Futuro do Enativismo

Palestrante

Russell Meyer (Instituto de Filosofia da Academia Chinesa de Ciências)

Comentador

Guilherme Sanches de Oliveira (TU Berlin)

Artigo

Enactivism: Utopian & Scientific

Resumo

Context: Our target article concerns the direction and growth of enactivism, a framework portrayed as a revolutionary shift in understanding cognition. While enactivism continues to be a lively position, it is unclear how its contributions relate to the cognitive sciences. Despite some empirical successes, enactivism remains somewhat insulated as a theoretical position and as a research program. Problem: There exists a discrepancy between enactivist aims and delivery.

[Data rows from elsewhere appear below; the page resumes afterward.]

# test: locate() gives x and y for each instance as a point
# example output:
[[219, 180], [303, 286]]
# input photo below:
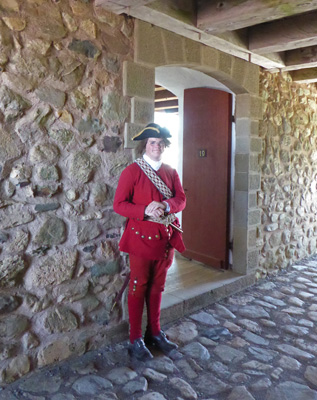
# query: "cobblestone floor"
[[259, 344]]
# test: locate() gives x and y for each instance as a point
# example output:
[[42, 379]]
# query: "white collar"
[[156, 165]]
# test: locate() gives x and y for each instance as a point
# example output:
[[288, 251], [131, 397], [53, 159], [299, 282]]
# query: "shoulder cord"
[[161, 187]]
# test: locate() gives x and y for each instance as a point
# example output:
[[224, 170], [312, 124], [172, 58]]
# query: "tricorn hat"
[[153, 130]]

The basis of this problem, we argue, is that the overall objective of enactive theorising is not clear, which has led to diverging strategies for implementation and integration with the cognitive sciences. Method: We review contributions from different strains of enactivism - autopoietic, sensorimotor and radical - and their research goals, both tacit and explicit. We show that enactivism is productively understood as two projects we term utopian enactivism and scientific enactivism. Utopian enactivism aims to develop a philosophically defensible lens through which cognitive science is to be viewed. Scientific enactivism intervenes in scientific practice by contributing to the implementation of enactive ideas. Results: Once disentangled, the utopian and scientific projects have important but independent tasks. Utopian enactivism is useful for building a coherent and defensible enactive philosophy of nature, while scientific enactivism is free to draw upon and contribute to non-enactive approaches in the cognitive sciences. Implications: We aim to motivate discussions that will enhance enactivism’s progress, and our reappraisal also offers a clear and explicit roadmap for renewing advances in enactivist philosophy and cognitive science. Constructivist content: We directly engage with the work of Humberto Maturana and Francisco Varela to advance their project.